The host’s defense against Pneumocystis is thought to be critically dependent on CD4+ helper T cells. The incidence of PCP in human immunodeficiency virus (HIV) infected patients is elevated when the level of circulating CD4 cells falls below 200/μl. However, B cells potentially play a significant role in protection against Pneumocystis. Transgenic B-cell functionally deficient mice, in which B cells do not express major histocompatibility complex class 2 antigens (and thus were unable to act as antigen-presenting cells), are susceptible to Pneumocystis carinii (formerly the species Murina). These mice fail to clear the Pneumocystis infection, most likely because of the inefficient generation of protective CD4+ memory and effector T cells in the lungs [21]. The deficiency of B cells potentially results in attenuated immunoprotection against P. jiroveci.

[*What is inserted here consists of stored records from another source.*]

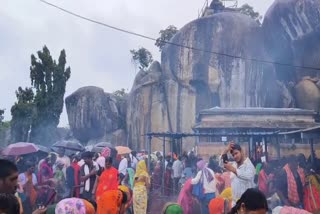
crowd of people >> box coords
[0,143,320,214]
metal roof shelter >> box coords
[279,125,320,164]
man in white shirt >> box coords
[191,160,217,214]
[118,156,128,183]
[130,151,139,170]
[222,142,256,204]
[56,148,71,177]
[172,158,183,194]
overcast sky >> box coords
[0,0,273,126]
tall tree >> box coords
[130,48,153,71]
[155,25,178,52]
[0,109,4,123]
[30,46,71,144]
[11,87,35,142]
[239,4,262,25]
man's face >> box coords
[0,172,19,194]
[58,148,66,157]
[289,161,298,170]
[106,161,112,169]
[231,149,242,163]
[28,166,35,173]
[83,158,92,165]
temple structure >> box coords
[193,107,319,159]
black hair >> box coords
[230,144,242,154]
[0,193,20,214]
[229,188,269,214]
[120,190,128,204]
[0,159,18,179]
[81,151,93,158]
[131,151,137,157]
[105,157,112,164]
[84,199,98,211]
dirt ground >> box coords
[148,191,178,214]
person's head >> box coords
[56,160,64,170]
[230,188,269,214]
[25,161,35,174]
[136,160,147,173]
[208,197,228,214]
[0,193,20,214]
[82,151,93,165]
[105,157,112,169]
[71,154,81,163]
[297,153,307,168]
[57,148,66,157]
[287,155,298,171]
[131,151,137,157]
[162,203,183,214]
[230,144,244,163]
[46,152,57,166]
[197,160,206,170]
[0,159,19,194]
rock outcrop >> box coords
[66,86,126,144]
[66,0,320,150]
[127,12,280,149]
[127,61,171,150]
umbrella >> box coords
[36,144,51,154]
[116,146,131,155]
[94,142,114,148]
[52,141,84,151]
[2,142,39,156]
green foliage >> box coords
[130,48,153,71]
[239,4,262,25]
[11,46,71,144]
[155,25,178,52]
[30,46,71,143]
[0,109,4,123]
[11,87,35,142]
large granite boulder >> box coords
[162,12,279,132]
[66,86,121,142]
[294,78,320,112]
[262,0,320,83]
[127,12,282,150]
[127,61,171,150]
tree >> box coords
[130,48,153,71]
[0,109,4,123]
[239,4,262,25]
[155,25,178,52]
[30,46,71,144]
[11,87,35,142]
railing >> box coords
[198,0,209,18]
[198,0,238,18]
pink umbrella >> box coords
[2,142,39,156]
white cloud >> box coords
[0,0,272,125]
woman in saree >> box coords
[18,162,38,213]
[162,203,185,214]
[97,189,127,214]
[55,198,95,214]
[151,161,162,190]
[133,160,150,214]
[178,179,197,214]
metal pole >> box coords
[276,135,280,160]
[161,136,166,195]
[249,136,253,158]
[309,138,315,166]
[147,136,152,173]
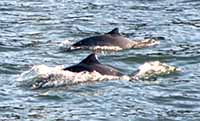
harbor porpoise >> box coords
[69,28,159,50]
[63,53,123,76]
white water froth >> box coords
[18,61,179,89]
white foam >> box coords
[18,61,177,89]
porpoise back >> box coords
[64,53,123,76]
[72,28,132,49]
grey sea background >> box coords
[0,0,200,121]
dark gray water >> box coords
[0,0,200,121]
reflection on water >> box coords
[0,0,200,121]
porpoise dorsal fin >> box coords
[107,28,120,35]
[80,53,100,64]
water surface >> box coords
[0,0,200,121]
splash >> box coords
[18,61,179,89]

Our patient was likely infected with P. jiroveci. However, he developed granulomatous PCP after RTX treatment; therefore, RTX potentially contributed to the development of granulomatous PCP. A defect in B cells induces high susceptibility to P. jiroveci, as well as development of granulomatous PCP. Granulomatous PCP is an emerging concept. Granulomatous PCP has been previously reported in up to 4–5 % of PCP patients. A total of 35 adult patients have previously exhibited granulomatous PCP. They suffered from AIDS, hematological neoplasms, and solid malignancy, but none of these patients had NS. Interestingly, three of them were treated with RTX prior to the development of PCP [19, 20]. B cell function appears to be impaired in most of these patients, as in our patient. In our patient, immunohistochemical staining revealed that granulomas primarily consisted of T cells and histiocytes without B cells. B cells may be essential for the clearance of P. jiroveci, and macrophages may substitute for the clearance of P. jiroveci by forming granulomas. In fact, we found several cysts of P. jiroveci inside the granulomas. B cell deficiency following RTX potentially modifies the immune response to P. jiroveci and induces a granulomatous reaction. Furthermore, Totet et al. reported that granuloma formation is not related to any specific genotype of P. jiroveci [22, 23].

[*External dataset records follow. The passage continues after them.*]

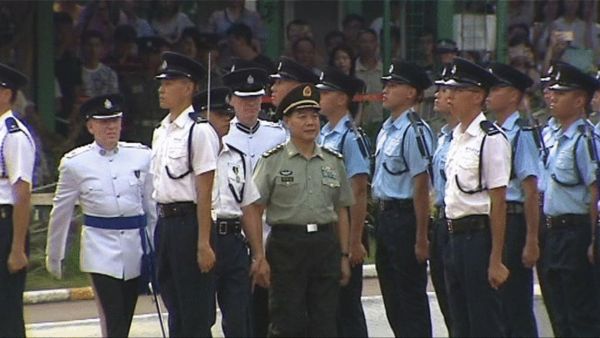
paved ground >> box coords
[25,279,552,337]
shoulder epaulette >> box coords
[119,142,150,149]
[188,112,208,123]
[225,143,246,156]
[263,143,285,157]
[259,120,283,129]
[323,147,344,158]
[4,117,21,134]
[479,120,501,136]
[65,144,92,158]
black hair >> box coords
[81,30,104,45]
[227,23,252,45]
[342,13,366,27]
[329,44,356,76]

Although our patient exhibited no symptoms and his general condition was well on admission, the mortality rate can be 35–50 % in patients without HIV compared with 10–20 % in those with HIV [24, 25]. The diagnosis of conventional PCP is traditionally performed by BAL. However, in the case of granulomatous PCP, BAL frequently fails to detect P. jiroveci [18]. An open lung biopsy is required to generate the correct diagnosis if BAL fails to detect P. jiroveci.

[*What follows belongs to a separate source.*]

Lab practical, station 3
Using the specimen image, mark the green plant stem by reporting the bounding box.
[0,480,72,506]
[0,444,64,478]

Our case study suggests that RTX may modulate T cell immunity and increase susceptibility to PCP. Furthermore, RTX treatment may cause a granulomatous pattern and make the correct diagnosis of PCP difficult. Indication of rituximab for refractory NS has been recently expanding. Therefore, physicians should be aware of the risk of PCP and its atypical manifestations under combined immunosuppressive therapy, including RTX. Prophylaxis for PCP should be considered after RTX against refractory NS.